Eva Schörner

M.Sc. Geophysik

    • 2007
    • Abitur
    • 2007-2008
    • Work-and-Travel-Aufenthalt in Australien
    • 2008-2001
    • Bachelorstudium Geophysik und Geoinformatik an der TU Bergakademie Freiberg
    • 2009-2010
    • Integriertes Auslandsstudium an der Curtin University in Perth, Australien.
    • 2001-2012
    • Praktikum und Berufserfahrung bei der Firma DMT
    • ab 2012
    • Masterstudium Geophysik an der TU Bergakademie Freiberg

Interview

Was schätzen Sie an der Verbindung Geoinformatik-Geophysik?
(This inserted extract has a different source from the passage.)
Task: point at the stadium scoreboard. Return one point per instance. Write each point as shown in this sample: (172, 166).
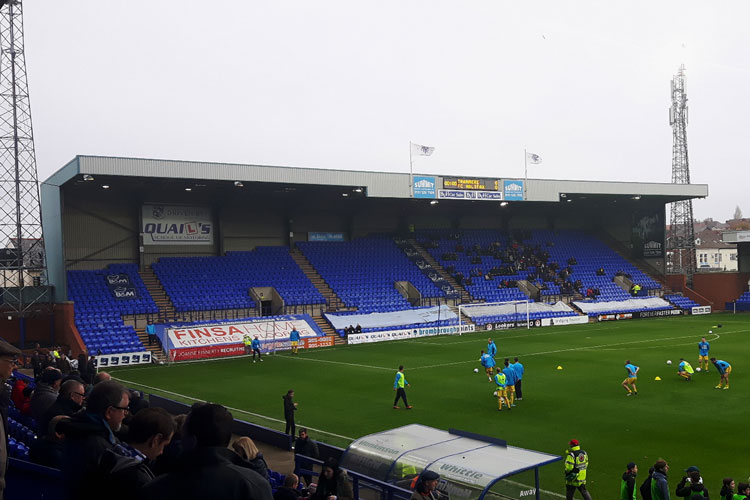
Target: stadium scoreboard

Heutzutage gibt es viele technische Möglichkeiten, umfangreiche Daten aus der Natur zu erfassen und am Computer zu bearbeiten. Ich finde es spannend komplexe naturwissenschaftliche Problemstellungen durch Simulation an Modellen zu lösen. Der Geophysiker kann die Erde und ihre Strukturen im Erdinneren mit verschiedensten Messmethoden erkunden, z.B. zur Rohstoffexploration oder Energiegewinnung. Um geophysikalische Prozesse mit Hilfe von Modellen anschaulich zu machen (z.B. Erdbeben/Vulkanismus), ist eine enge Verknüpfung von Geoinformatik und Geophysik nötig. Beim Studium der Geoinformatik erlernt man viele Arbeitsweisen, die man als Modellierer in der Geophysik braucht.

Welche Erfahrungen haben Sie während Ihrem Auslandsstudium in Australien gemacht?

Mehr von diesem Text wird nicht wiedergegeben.